Ello pese a que la empresa aclaró que 2021 es un año de transición en el que aún dedicará gran parte de sus ingresos al pago anticipado de su deuda bruta, que ya cayó desde 91.227 millones de dólares en junio de 2020 a 63.685 millones de dólares el mes pasado.

El anuncio provocó una fuerte apreciación de los papeles de la compañía en la bolsa de Sao Paulo este jueves. A media jornada, las acciones ordinarias de Petrobras subían un 9,10 % y las preferenciales un 7,95 %.

Pese a ser una empresa estratégica controlada por el Estado, Petrobras tiene acciones negociadas en las bolsas de Sao Paulo, Nueva York y Madrid, y es tradicionalmente líder en negociaciones en el mercado paulista.

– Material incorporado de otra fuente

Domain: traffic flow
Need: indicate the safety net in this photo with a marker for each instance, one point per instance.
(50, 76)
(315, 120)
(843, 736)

Araújo explicó que, pese a que Petrobras aún no cumplió la meta que se propuso de reducir la deuda hasta 60.000 millones de dólares, lo que aspira a alcanzar a final del año, el beneficio del segundo trimestre permite anticipar tranquilamente el pago de dividendos sin afectar el compromiso de disminuir la deuda.

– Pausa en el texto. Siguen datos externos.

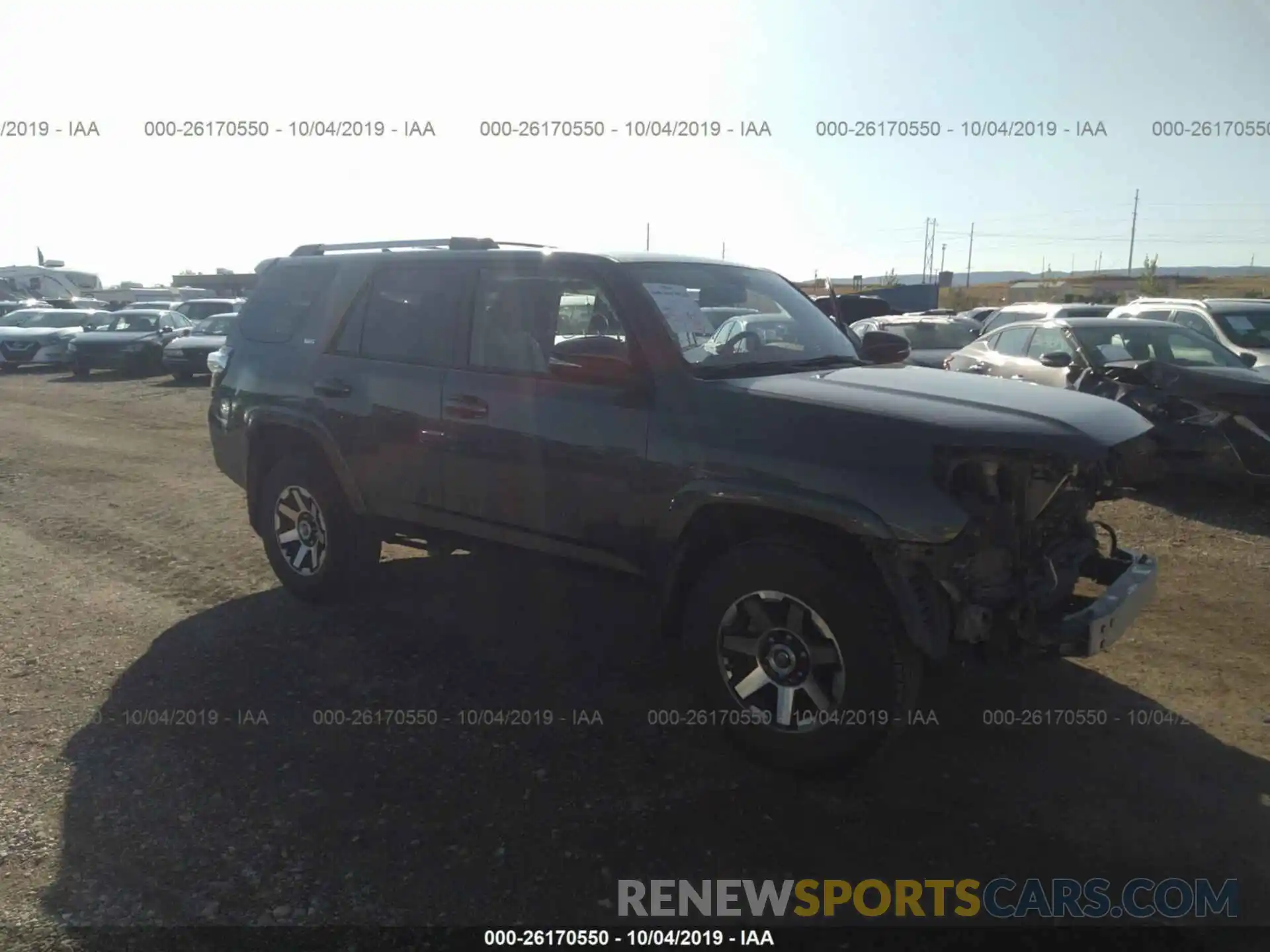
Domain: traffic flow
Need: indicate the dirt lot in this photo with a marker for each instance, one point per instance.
(131, 583)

"Nos preparamos para un año con precios de 40 dólares el barril y los precios han sido superiores a eso, lo que nos permitió generar altos beneficios. Ya reducimos la deuda hasta 63.000 millones de dólares y podemos dejarla en 60.000 millones de dólares antes de finalizar el año", afirmó.

El ejecutivo aclaró que la empresa tiene que ser ahora más selectiva en el prepago de su deuda debido a que, por la buena situación de la compañía, sus títulos de deuda aumentaron y es cada vez más caro comprarlos.

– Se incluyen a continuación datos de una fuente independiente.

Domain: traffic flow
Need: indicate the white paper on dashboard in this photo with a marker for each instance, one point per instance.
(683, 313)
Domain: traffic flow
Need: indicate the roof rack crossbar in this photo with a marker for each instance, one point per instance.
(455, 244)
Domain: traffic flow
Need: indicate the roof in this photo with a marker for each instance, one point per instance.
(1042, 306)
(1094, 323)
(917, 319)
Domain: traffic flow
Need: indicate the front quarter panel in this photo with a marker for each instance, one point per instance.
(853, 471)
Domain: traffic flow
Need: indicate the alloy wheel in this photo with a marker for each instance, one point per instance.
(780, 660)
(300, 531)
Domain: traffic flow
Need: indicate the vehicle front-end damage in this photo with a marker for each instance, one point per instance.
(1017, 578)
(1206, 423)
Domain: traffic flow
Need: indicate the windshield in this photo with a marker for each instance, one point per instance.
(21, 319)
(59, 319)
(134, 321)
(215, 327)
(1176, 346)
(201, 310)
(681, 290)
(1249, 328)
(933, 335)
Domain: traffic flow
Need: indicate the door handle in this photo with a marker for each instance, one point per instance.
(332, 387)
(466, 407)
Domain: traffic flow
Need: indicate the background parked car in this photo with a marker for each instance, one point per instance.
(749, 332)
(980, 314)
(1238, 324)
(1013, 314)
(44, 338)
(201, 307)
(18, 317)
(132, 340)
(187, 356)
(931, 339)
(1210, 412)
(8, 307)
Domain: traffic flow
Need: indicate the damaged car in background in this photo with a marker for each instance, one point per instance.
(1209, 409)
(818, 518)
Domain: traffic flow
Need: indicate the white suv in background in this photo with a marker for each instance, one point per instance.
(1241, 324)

Agregó que a largo plazo, por lo menos hasta 2025, la empresa pretende dejar su deuda en un nivel cercano a los 60.000 millones de dólares, incluso porque gran parte de la misma, entre 25.000 y 30.000 millones de dólares, corresponden a plataformas y equipos arrendados que son contabilizados como deuda pese a ser necesarios para la producción.

"Tan sólo 35.000 millones de dólares están asociados a la deuda financiera de la empresa. Por eso no tenemos un espacio muy grande para reducir la deuda por debajo de 60.000 millones", dijo.